I was going through some of the Top SQL-reports in SQL Developer, running them against our production system.
One of the “culprits” that showed up was a procedure call, not a query. A quick investigation showed that this procedure was fairly large and consisted of quite a few queries.
BEGIN MySchema.SomePackage.AProcedure(:INDATA, :OUTCUR); END;
Since I, at a glance, couldn’t find a single query with a cpu/buffer gets consumption close to the procedure, I suspected that there could be several queries in the same unit that needed attention. I decided that I didn’t want to use too much energy on identifying these, so I simply put PL/Scope to the task. We actually have PL/Scope activated on this production system without any problems so far. One of the things that PL/Scope does, is collect all statements into the all_|user_statements view. It also records the sql_id for the query – the same sql_id that you can find in gv$sql. So – from there – I quickly wrote a query, listing the sql_id for all SQL-statements in the given package, joining them to gv$sql:
-- Find queries in a package in v$sql, using PL/Scope SELECT st.LINE, s.EXECUTIONS, s.BUFFER_GETS, trunc(s.BUFFER_GETS / nvl(s.EXECUTIONS, 1)) gets_pr_exe, s.SQL_TEXT, s.SQL_ID, s.CPU_TIME, s.ROWS_PROCESSED, s.ELAPSED_TIME, s.LAST_ACTIVE_TIME FROM gv$sql s JOIN all_statements st ON s.SQL_ID = st.SQL_ID WHERE st.OBJECT_NAME = 'SOMEPACKAGE' AND st.OWNER = 'MYSCHEMA' -- Pick something to order by ORDER BY --s.ELAPSED_TIME DESC, BUFFER_GETS / NVL(EXECUTIONS, 1) DESC;
And ta-daaa! Among a fairly sized list of statements, there were 8+ statements that stood out. Fixing them were easy (adding a couple of indexes), but finding them was even easier with the power of PL/Scopes insight. It’s almost so that the fun of the hunt is gone.

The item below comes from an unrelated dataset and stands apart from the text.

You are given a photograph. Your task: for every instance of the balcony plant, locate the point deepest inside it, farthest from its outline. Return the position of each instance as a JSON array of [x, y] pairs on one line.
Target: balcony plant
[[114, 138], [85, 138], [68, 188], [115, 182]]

And – of course – you can reverse the query and find out what package and line number a given sql_id originates from. That part is left as an excercise to the reader.
See my earlier blog-post on PL/Scope for references to other PL/Scope resources.
While you’re in SQL Developer, if you take a look at the Search feature, you can ask to look into ALL_STATEMENTS now as well.